Our mission is to reverse the trend of mass incarceration in Colorado. We are a coalition of nearly 7,000 individual members and over 100 faith and community organizations who have united to stop perpetual prison expansion in Colorado through policy and sentence reform.

Our chief areas of interest include drug policy reform, women in prison, racial injustice, the impact of incarceration on children and families, the problems associated with re-entry and stopping the practice of using private prisons in our state.

If you would like to be involved please go to our website and become a member.

Tuesday, September 01, 2009

Study: Late Parole Is No Deterrent

Detroit News

Lansing -- Keeping inmates in prison past their earliest parole dates does little to reduce crime, according to a study released today by a Michigan public policy group.

The findings come as Michigan plans to parole 3,000 more felons this year than in previous years to curb rising prison costs.

The study by the nonprofit Citizens Alliance on Prisons and Public Spending followed for four years 76,721 Michigan prisoners released for the first time between 1986 and 1999 to determine whether they came back to prison for a new crime or parole violation.

Researchers concluded that denying parole when prisoners first become eligible does very little to reduce crime rates.

The data showed those convicted of homicide and sex offenses rarely commit new crimes against people, and serving more time does not increase the likelihood of success upon release.

The study found:

• While 18 percent returned to prison with a new sentence within four years of their release, only 4.5 percent were returned for a new crime against a person.

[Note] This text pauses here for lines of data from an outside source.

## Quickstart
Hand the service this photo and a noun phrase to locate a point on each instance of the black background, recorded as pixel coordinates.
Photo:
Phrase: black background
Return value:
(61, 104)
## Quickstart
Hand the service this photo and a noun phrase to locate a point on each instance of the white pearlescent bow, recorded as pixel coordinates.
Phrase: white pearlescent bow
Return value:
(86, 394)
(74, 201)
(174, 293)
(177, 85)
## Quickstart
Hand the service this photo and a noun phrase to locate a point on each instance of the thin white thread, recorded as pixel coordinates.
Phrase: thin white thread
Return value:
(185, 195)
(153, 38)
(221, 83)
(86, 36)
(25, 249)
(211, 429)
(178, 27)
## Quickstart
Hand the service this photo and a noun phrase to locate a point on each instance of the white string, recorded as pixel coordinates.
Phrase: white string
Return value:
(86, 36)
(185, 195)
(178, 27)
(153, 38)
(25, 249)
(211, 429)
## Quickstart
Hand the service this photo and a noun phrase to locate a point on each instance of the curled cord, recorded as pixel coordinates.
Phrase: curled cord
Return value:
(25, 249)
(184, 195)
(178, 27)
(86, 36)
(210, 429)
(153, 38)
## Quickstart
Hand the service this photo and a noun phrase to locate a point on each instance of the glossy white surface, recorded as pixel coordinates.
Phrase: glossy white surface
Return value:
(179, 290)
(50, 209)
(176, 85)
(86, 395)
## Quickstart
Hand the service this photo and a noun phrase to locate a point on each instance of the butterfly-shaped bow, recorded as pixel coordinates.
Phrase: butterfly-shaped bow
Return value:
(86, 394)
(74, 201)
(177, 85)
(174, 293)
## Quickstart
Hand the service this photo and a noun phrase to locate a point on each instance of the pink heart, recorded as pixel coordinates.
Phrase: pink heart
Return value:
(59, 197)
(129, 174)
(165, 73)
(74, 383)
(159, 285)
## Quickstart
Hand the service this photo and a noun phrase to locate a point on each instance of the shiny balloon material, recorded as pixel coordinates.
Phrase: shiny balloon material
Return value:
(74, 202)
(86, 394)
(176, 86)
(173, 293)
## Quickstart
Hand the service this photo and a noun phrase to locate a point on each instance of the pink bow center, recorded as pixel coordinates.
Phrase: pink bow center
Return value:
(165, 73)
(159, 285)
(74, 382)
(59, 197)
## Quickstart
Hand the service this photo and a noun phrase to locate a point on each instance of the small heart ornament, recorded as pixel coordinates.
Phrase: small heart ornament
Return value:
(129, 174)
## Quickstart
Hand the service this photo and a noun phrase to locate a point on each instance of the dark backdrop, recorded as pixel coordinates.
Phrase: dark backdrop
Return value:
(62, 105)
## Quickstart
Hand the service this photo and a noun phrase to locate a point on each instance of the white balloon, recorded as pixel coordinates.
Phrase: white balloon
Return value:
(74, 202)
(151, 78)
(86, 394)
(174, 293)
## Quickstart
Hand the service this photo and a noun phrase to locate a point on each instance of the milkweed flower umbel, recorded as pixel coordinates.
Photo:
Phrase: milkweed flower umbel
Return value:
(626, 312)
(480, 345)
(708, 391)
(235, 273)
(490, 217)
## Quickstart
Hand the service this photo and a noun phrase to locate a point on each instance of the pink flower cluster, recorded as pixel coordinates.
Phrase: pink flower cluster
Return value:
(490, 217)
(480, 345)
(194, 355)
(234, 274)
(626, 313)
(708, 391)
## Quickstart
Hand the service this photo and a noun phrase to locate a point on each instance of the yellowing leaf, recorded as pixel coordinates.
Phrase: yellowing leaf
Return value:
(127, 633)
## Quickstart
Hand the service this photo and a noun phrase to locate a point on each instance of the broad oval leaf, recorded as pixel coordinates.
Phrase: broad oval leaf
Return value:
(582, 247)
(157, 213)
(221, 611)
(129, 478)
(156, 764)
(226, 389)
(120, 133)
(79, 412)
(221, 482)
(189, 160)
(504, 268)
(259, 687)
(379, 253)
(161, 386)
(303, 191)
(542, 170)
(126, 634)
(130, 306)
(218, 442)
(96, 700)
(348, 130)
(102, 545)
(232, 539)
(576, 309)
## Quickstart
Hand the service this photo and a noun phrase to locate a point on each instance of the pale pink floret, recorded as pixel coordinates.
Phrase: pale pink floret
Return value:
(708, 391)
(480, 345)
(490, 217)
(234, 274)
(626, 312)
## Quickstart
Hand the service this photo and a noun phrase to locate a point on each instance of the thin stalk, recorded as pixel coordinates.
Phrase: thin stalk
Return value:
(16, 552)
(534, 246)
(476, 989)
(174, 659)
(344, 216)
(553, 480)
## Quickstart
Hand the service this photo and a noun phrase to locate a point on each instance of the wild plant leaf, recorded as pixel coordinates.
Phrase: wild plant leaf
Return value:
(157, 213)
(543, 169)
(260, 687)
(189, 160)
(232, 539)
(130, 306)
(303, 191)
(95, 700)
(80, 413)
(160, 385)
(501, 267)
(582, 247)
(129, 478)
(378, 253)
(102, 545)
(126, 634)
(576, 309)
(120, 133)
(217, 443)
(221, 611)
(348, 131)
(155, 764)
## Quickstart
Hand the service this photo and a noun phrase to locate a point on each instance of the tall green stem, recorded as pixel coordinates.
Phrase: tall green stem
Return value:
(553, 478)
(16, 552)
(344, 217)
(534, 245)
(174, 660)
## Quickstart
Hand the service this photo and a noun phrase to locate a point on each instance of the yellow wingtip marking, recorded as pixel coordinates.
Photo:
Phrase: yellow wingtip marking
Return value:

Returns for larceny, drugs and burglary were by far the most common.

• Re-offense rates vary widely by crime type. Criminals who commit financially motivated crimes are the most likely to return to prison; 3 percent of sex offenders returned for a new sex offense and less than 1 percent of homicide offenders returned for another homicide.

• Overall, 61 percent were released when first eligible but that also varied widely by offense. About 30 percent were kept one or two additional years, then released. Prisoners with the lowest re-offense rates were most likely to be denied parole.